De leur côté, les ministères du Logement et de l'Intérieur ont lancé, en février 2021, quatre groupes de travail pour clarifier la réglementation en réunissant les professionnels concernés. Ces groupes de travail se sont retrouvés de septembre 2021 à janvier 2022.

Contre toute attente et sans aucune concertation, la préfecture de police de Paris a diffusé, en juillet 2021, sa propre doctrine, qui fixe des règles uniformes de sécurité incendie pour les constructions bois de toutes hauteurs. Cette doctrine locale s'applique à tous les types de bâtiments, qu'il s'agisse de bâtiments résidentiels, de bâtiments recevant des travailleurs et de bâtiments recevant du public, mais conduit à une impossibilité de faire pour beaucoup de maîtres d'ouvrage. C'est pourquoi, plusieurs membres du Conseil supérieur de la construction et de l'efficacité énergétique (CSCEE), dont l'UICB, demandent à l'État de pouvoir mettre en application la nouvelle réglementation nationale au plus tard fin 2022. Le texte final devant être publié à l'été 2022, pour être appliqué six mois plus tard. Il faut maintenir ce calendrier. Car le principe de doctrine locale, source de confusion, ne peut se substituer aux règles édictées par une réglementation.
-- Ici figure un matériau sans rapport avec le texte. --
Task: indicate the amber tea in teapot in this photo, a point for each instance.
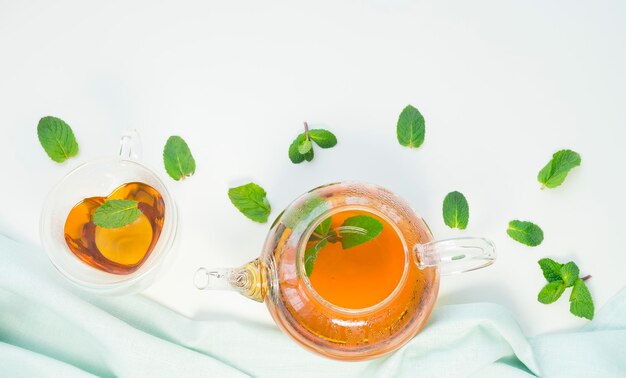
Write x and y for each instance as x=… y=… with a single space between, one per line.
x=349 y=271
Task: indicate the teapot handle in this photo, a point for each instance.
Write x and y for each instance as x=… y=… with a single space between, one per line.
x=130 y=145
x=455 y=255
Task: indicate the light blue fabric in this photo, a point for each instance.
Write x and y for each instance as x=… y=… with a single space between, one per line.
x=47 y=328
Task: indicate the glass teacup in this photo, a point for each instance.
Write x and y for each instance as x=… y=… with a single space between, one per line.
x=100 y=178
x=319 y=319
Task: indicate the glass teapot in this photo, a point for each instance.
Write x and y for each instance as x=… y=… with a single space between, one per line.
x=357 y=303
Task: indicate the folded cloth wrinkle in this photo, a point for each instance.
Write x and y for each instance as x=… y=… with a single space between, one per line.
x=48 y=328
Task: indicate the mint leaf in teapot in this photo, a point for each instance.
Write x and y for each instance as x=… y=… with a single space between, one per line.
x=116 y=213
x=177 y=158
x=555 y=172
x=310 y=255
x=57 y=138
x=411 y=127
x=560 y=277
x=301 y=148
x=455 y=210
x=251 y=201
x=359 y=229
x=525 y=232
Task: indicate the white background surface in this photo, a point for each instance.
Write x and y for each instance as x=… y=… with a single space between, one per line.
x=502 y=86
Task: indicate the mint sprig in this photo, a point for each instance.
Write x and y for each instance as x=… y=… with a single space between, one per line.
x=116 y=213
x=455 y=210
x=353 y=232
x=250 y=200
x=555 y=172
x=301 y=148
x=57 y=138
x=560 y=277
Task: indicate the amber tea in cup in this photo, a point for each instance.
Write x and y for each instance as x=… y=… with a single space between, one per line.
x=116 y=250
x=119 y=260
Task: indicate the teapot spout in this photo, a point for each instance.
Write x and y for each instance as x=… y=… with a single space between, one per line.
x=248 y=280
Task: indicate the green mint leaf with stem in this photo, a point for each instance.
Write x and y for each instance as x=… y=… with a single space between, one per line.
x=116 y=213
x=560 y=277
x=177 y=158
x=305 y=147
x=569 y=273
x=411 y=127
x=555 y=172
x=581 y=303
x=525 y=232
x=251 y=201
x=455 y=210
x=359 y=229
x=551 y=292
x=323 y=138
x=310 y=255
x=301 y=148
x=57 y=138
x=551 y=269
x=294 y=154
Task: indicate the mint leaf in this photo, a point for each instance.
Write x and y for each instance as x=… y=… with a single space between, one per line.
x=310 y=255
x=555 y=172
x=305 y=146
x=177 y=158
x=309 y=155
x=116 y=213
x=323 y=138
x=551 y=292
x=455 y=210
x=57 y=138
x=411 y=127
x=294 y=154
x=525 y=232
x=359 y=229
x=551 y=269
x=250 y=200
x=569 y=273
x=561 y=276
x=581 y=303
x=301 y=148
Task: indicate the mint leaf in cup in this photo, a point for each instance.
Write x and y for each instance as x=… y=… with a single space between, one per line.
x=455 y=210
x=411 y=127
x=177 y=158
x=116 y=213
x=57 y=138
x=525 y=232
x=555 y=172
x=250 y=200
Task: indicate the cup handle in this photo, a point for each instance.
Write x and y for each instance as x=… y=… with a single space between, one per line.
x=130 y=145
x=456 y=255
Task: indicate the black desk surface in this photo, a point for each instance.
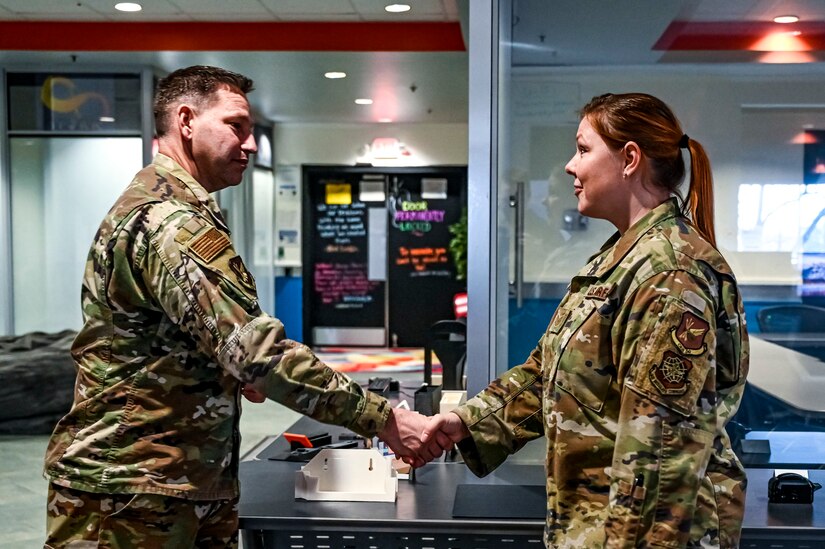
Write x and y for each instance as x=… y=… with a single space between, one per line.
x=268 y=504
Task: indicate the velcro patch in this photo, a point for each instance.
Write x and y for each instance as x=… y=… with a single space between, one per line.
x=600 y=291
x=689 y=335
x=208 y=245
x=240 y=270
x=670 y=375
AE : Quelles sont les dispositions de cette doctrine qui posent un problème aux acteurs du bois ?

DC : Même s'il ne s'agit que d'une doctrine, elle est actuellement appliquée par les services d'instruction des permis de construire. Cette doctrine revient, pour l'essentiel, à systématiser l'encoffrement des parois en bois apparent, même pour les immeubles de faible hauteur, à la fois pour le tertiaire et pour le logement, mais aussi à prévoir des systèmes actifs de protection. Or, beaucoup de projets de constructions bois sont aujourd'hui mis en attente, car cette doctrine conduit à une impasse technique, plusieurs dispositions pouvant être à la fois contradictoires dans la forme de mise en application et en opposition avec l'objectif recherché par la construction bois : réduire l'empreinte carbone de la construction. Ce principe de doctrine locale constitue, pour les maîtres d'ouvrage, une difficulté de lecture d'une instruction à l'autre et induit une iniquité de traitement des demandes de permis en fonction du territoire.
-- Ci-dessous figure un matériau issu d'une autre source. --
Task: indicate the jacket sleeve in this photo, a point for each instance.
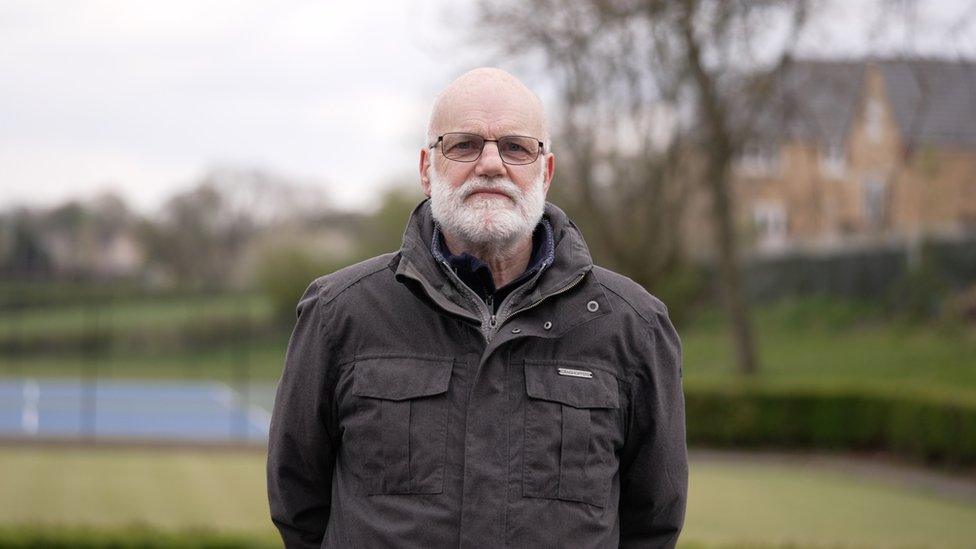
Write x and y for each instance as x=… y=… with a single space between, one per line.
x=301 y=443
x=654 y=463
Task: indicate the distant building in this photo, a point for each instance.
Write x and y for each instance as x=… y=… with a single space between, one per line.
x=858 y=153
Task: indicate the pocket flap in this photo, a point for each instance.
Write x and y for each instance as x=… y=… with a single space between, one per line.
x=401 y=378
x=575 y=385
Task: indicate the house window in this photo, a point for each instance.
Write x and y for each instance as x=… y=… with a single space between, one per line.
x=874 y=202
x=759 y=159
x=873 y=120
x=769 y=220
x=833 y=159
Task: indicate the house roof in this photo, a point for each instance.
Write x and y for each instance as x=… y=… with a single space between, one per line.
x=933 y=101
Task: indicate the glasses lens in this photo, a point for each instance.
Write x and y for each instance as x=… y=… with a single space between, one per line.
x=518 y=150
x=463 y=147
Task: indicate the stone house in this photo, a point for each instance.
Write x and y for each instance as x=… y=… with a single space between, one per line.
x=857 y=153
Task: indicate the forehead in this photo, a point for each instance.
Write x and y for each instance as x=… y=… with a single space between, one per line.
x=489 y=112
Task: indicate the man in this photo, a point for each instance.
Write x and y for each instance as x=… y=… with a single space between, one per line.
x=487 y=385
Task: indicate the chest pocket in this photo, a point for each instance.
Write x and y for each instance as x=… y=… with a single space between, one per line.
x=400 y=424
x=570 y=418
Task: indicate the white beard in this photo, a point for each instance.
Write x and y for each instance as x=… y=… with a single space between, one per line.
x=492 y=224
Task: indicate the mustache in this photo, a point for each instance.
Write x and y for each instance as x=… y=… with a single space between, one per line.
x=507 y=188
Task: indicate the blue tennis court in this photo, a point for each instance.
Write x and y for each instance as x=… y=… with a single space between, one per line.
x=206 y=411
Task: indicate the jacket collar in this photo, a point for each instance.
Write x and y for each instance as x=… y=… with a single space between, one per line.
x=415 y=261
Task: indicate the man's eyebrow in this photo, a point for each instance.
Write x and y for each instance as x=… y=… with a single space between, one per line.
x=480 y=131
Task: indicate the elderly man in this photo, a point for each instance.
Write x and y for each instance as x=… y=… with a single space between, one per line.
x=486 y=385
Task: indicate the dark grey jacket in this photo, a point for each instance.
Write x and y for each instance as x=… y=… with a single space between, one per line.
x=409 y=416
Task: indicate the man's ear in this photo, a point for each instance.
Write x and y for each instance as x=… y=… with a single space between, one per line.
x=424 y=166
x=550 y=170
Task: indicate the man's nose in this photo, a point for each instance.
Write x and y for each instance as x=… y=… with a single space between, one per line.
x=490 y=162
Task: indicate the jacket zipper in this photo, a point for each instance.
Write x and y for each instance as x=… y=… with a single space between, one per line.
x=487 y=316
x=565 y=288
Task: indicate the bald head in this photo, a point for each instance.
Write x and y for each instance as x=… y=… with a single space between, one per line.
x=491 y=103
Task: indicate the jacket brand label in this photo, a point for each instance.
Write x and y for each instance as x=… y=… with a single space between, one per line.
x=575 y=373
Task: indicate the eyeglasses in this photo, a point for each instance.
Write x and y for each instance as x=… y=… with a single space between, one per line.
x=515 y=150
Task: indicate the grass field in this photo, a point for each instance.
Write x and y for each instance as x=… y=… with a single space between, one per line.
x=809 y=342
x=730 y=501
x=130 y=314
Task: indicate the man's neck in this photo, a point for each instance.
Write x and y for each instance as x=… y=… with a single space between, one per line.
x=506 y=263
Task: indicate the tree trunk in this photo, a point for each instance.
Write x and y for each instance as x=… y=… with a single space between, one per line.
x=719 y=160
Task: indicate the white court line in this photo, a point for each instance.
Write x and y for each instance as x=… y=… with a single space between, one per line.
x=29 y=420
x=256 y=415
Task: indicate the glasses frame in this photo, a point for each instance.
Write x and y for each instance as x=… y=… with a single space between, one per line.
x=538 y=153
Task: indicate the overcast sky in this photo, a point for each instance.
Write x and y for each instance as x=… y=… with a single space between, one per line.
x=143 y=97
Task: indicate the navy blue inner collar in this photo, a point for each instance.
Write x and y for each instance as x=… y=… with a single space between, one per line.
x=476 y=274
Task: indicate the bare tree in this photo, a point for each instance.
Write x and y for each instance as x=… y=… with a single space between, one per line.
x=618 y=64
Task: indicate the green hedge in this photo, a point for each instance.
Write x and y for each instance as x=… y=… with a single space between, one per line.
x=920 y=427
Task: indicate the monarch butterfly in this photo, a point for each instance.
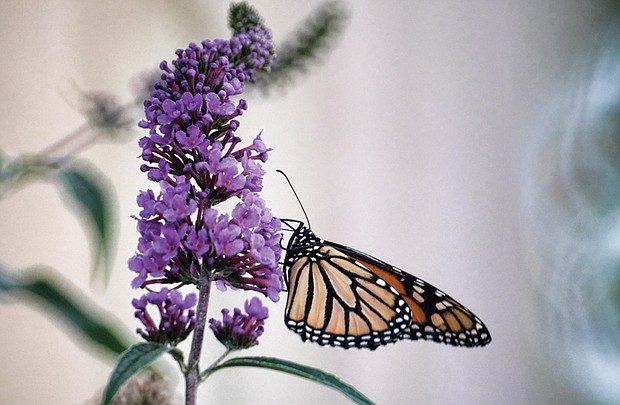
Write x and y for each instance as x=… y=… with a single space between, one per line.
x=342 y=297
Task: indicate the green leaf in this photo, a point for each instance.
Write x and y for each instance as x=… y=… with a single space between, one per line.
x=82 y=317
x=84 y=187
x=299 y=370
x=130 y=363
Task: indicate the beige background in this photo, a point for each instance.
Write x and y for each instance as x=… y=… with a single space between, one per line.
x=409 y=143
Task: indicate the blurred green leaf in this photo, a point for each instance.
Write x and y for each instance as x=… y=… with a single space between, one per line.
x=85 y=187
x=299 y=370
x=82 y=317
x=129 y=363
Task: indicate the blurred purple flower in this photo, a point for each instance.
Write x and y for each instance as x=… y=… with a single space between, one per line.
x=241 y=331
x=176 y=316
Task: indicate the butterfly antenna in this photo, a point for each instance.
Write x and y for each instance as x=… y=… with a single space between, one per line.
x=296 y=196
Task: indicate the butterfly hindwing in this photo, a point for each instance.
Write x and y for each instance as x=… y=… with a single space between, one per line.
x=343 y=297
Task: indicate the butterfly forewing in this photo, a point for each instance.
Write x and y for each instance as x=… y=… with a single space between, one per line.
x=340 y=296
x=334 y=301
x=434 y=314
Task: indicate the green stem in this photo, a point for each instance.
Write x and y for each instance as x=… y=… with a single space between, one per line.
x=209 y=369
x=192 y=374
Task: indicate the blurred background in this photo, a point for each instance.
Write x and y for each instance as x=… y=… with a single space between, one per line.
x=472 y=144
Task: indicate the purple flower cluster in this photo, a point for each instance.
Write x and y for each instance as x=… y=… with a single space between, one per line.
x=176 y=316
x=194 y=155
x=241 y=331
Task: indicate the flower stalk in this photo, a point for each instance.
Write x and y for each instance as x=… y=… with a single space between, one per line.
x=192 y=374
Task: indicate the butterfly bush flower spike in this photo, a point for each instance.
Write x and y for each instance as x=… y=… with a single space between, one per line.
x=196 y=159
x=239 y=330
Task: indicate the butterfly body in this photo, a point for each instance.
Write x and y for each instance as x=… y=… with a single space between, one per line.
x=343 y=297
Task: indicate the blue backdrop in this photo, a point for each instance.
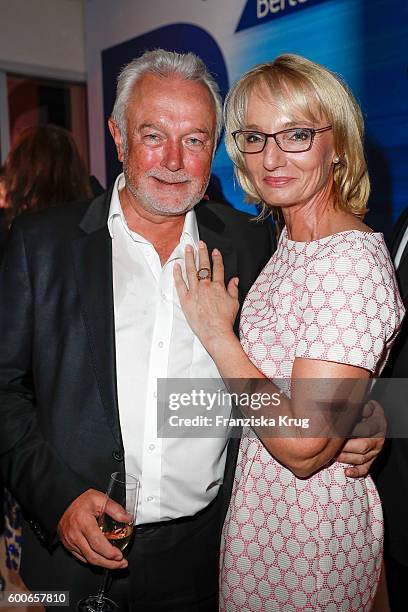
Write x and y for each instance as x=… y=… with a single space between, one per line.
x=366 y=41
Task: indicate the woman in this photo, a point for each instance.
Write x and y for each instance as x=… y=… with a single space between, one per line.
x=44 y=169
x=299 y=535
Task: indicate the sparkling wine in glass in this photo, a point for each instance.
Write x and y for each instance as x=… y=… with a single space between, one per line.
x=123 y=489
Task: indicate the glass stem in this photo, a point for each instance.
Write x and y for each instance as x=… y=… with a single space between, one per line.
x=102 y=590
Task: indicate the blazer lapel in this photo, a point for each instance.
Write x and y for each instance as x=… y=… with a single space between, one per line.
x=398 y=233
x=92 y=255
x=213 y=231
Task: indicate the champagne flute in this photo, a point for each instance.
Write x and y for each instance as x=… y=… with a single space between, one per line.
x=123 y=489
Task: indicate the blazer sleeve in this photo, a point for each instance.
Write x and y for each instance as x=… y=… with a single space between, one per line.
x=43 y=485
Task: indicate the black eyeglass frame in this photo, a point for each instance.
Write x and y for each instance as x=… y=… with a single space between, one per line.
x=311 y=130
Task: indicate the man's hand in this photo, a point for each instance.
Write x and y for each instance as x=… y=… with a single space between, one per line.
x=369 y=433
x=80 y=534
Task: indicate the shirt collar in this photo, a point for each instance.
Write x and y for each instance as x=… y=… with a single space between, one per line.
x=189 y=235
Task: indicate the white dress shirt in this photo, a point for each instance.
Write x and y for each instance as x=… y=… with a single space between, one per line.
x=153 y=340
x=401 y=248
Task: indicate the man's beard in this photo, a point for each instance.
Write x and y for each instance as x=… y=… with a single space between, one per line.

AE : Quelles évolutions attendez-vous pour la future règlementation incendie ?

DC : La réglementation devra prendre en compte l'impact technico-économique des projets et les objectifs fixés par la réglementation environnementale (RE 2020), qui engage le développement de la construction décarbonée pour laquelle la part plus importante du bois devient incontournable. Le niveau de sécurité incendie nécessaire recherché doit demeurer compatible avec des solutions techniques qui permettent de préserver la performance « carbone » du bois et de limiter les coûts de construction. Si on contraint cela par une surenchère d'exigences, on ne pourra pas répondre aux objectifs de la RE 2020.

Nous ne comprenons pas, également, la prise en compte de la réversibilité des bâtiments – qui est instaurée dans cette doctrine – comme moyen d'aligner la réglementation sur le niveau d'usage le plus contraignant. Les règles de sécurité incendie diffèrent, en effet, selon l'usage du bâtiment. Les modes d'intervention des services de secours varient selon le type de bâtiment. Il est donc impératif de préserver une règle qui tienne compte des différents usages des bâtiments. Le changement d'usage d'un bâtiment construit aujourd'hui ne s'envisagera que dans un certain temps et les travaux alors engagés devront, bien entendu, intégrer les dispositions imposées par la réglementation à date, le moment venu.

Nous souhaitons aussi que le Centre scientifique et technique du bâtiment (CSTB) conduise les travaux et les études techniques nécessaires pour élaborer la future réglementation. Le positionnement même du CSTB et son statut sont garants de l'indépendance d'analyse.

Aujourd'hui, nous sommes face à un objectif majeur visant à décarboner l'acte de construction, notamment par la RE 2020, où la part du bois et du biosourcé va augmenter mécaniquement. Il faut une réponse pour garantir la sécurité en matière d'incendie qui soit cohérente et qui ne soit pas faite de surenchères.